Table 3 shows the classification performances obtained for comparison (with UMAP-RF results being those obtained with a 22 million events sampling from each panel). Both EnsembleCNN and Flowcat yielded better performances than UMAP-RF, and the remaining focus of our comparative analysis will be predominantly on these two classifiers.

TABLE 3. Classification results from held-out test set. Precision, recall, and F1-score results of each classifier are shown with respect to the held-out test set of 2348 cases. The macro averaged results treat all classes with equal weight while the weighted average results weight the result for each class with respect to the class size. EnsembleCNN and Flowcat perform comparably with respect to multiple classes resulting in similar weighted averages across all classes; for many of the remaining classes EnsembleCNN yields higher precision and recalls, resulting in a higher macro averaged performance. Both classifiers perform significantly better than UMAP-RF, for which approximately 22 million events were sampled from each panel to build panel specific UMAPs.

	Flowcat	EnsembleCNN	UMAP-RF	Flowcat	EnsembleCNN	UMAP-RF	Flowcat	EnsembleCNN	UMAP-RF
	Precision			Recall			F1-score
CLL	0.93	0.98	0.95	0.89	0.85	0.88	0.91	0.91	0.92
FL	0.51	0.75	0.62	0.83	0.75	0.75	0.63	0.75	0.68
HCL	0.92	1	0.92	1	0.96	0.92	0.96	0.98	0.92
LPL	0.64	0.54	0.34	0.5	0.63	0.51	0.56	0.58	0.41
MBL	0.44	0.47	0.44	0.6	0.75	0.58	0.51	0.58	0.50
MCL	0.67	0.76	0.61	0.37	0.58	0.37	0.47	0.66	0.46
MZL	0.75	0.72	0.67	0.68	0.71	0.55	0.71	0.71	0.61
PL	0.46	0.48	0.46	0.67	0.78	0.67	0.55	0.6	0.55
Normal	0.97	0.97	0.95	0.98	0.97	0.94	0.97	0.97	0.94
Macro average	0.7	0.74	0.66	0.72	0.77	0.69	0.7	0.75	0.66
Weighted average	0.91	0.92	0.88	0.9	0.91	0.87	0.91	0.91	0.87

Note: Values in bold indicate the best performance value for the given diagnosis.

Comparing Flowcat and EnsembleCNN, normal cases are classified at 98% and 97% (sensitivity/recall), respectively, by both classifiers. The difference here amounts to 16 more normal cases being predicted correctly by Flowcat (see Figures S3–S6). HCL is predicted with perfect accuracy by both classifiers, and CLL is predicted at 89% and 86% sensitivity, respectively. For the remaining groups, there are larger differences in sensitivity by the two classifiers. MBL, MCL, PL, LPL are predicted with higher sensitivity by EnsembleCNN while FL and MZL are predicted with higher sensitivity by Flowcat.

Note that the F1-score is the harmonic mean of precision and recall and is considered a summary statistic of the two (F1 = 2 [precision × recall]/[precision + recall]). Table 3 also shows macro (all classes being weighted equally) and weighted (classes being weighted with respect to their sizes) results. The weighted averages for precision and recall (and hence the F1 score) are comparable between the two classifiers; for precision, Flowcat provides 91%, EnsembleCNN provides 92%, and UMAP-RF provides 88%; for recall they are 90%, 91%, and 87%, respectively; the F1-scores are respectively, 0.91, 0.91 and 0.87. When compared using the macro averaged results, EnsembleCNN performed slightly better. While some of the class specific results differ from those originally presented for Flowcat (Zhao et al., 2020), the F1-scores are on par with the previously reported weighted F1 of 0.92 and an averaged F1 of 0.73.

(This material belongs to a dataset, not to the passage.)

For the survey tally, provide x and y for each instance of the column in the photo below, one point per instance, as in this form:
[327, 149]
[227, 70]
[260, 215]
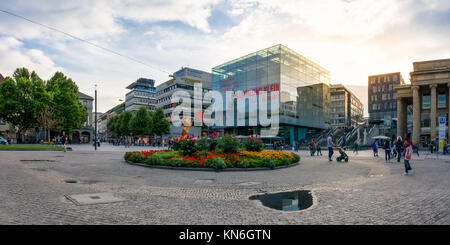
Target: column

3.3 Five-fold cross validation

We performed 5-fold cross validations from random splits of the data (original training and testing sets combined) for both Flowcat and EnsembleCNN. The exact same data splits were processed with both classifiers. Figure 2 shows the cross-validation predictions aggregated across the 5-fold in the form of confusion matrix heatmaps. The rows in the heatmaps indicate the true labels and the columns indicate the predicted labels; hence, the diagonal indicates the recall/sensitivity obtained for each class.

The results obtained are fairly similar to those obtained for the two classifiers in the previous held-out-test-set analysis. Normal samples are classified with 97% recall by both classifiers. For the remaining classes, there are fairly close levels of agreement (i.e., at most 6% difference) with the exceptions of prolymphocytic leukemia (PL), marginal zone lymphoma (MZL), and follicular lymphoma (FL). With PL, Flowcat obtained 54% recall across the 5-fold whereas EnsembleCNN obtained 69%. With MZL, Flowcat obtained 55% recall and EnsembleCNN obtained 66% recall. The reverse performance is true for the remaining case: for FL, EnsembleCNN performed at recall 76% while Flowcat obtained 82% recall.

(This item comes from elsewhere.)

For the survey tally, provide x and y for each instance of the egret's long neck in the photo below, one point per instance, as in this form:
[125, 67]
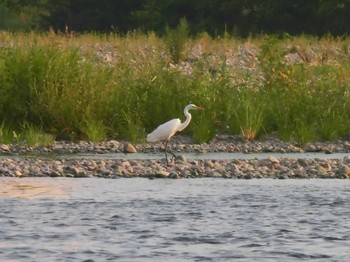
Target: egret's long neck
[187, 121]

The full precision, recall, and F1-score results are shown in Table S2. The weighted averaged results for the two classifiers are on par with each other, in the 87%–88% range for both precision and recall; however, the macro averages show some differences: for precision, Flowcat provides 72% while EnsembleCNN provides 66%. For Recall, Flowcat provides 75% for EnsembleCNN it is 69%. Summarizing these results, Flowcat obtains an F1-score of 0.73 while for EnsembleCNN it is 0.67.

3.4 Explainability analysis with EnsembleCNN classifier

For EnsembleCNN, we used the python shap package to perform an analysis of feature importance for the random forest classifier through Shapley Additive Explanations. The summary of the analysis performed with respect to the predicted outputs of the testing data are shown in Figure 3.

Note again that each of the 146 CNN classifiers have 9 outputs corresponding to probabilities predicting classes. Therefore, each input received by the random forest classifier can be labeled by the pair of markers derived from one of the three panels and the respective class label of the CNN output node, and feature labels derived in this manner are shown in the summary plot. For example, the topmost row has the label “(1) CD79b – CD20 –> normal”, which indicates that this corresponds to the normal class output from the CNN for the CD79 and CD20 marker combination from panel 1. The color scheme indicates that this feature is of high importance for prediction of normal cases, as are the next three features. The fifth row shows that CD20 versus CD5 is most impactful in identifying prolymphocytic leukemia, while the sixth row shows that CD19 versus CD5 is most impactful for identifying chronic lymphocytic leukemia. Additional associations can be determined in a similar manner.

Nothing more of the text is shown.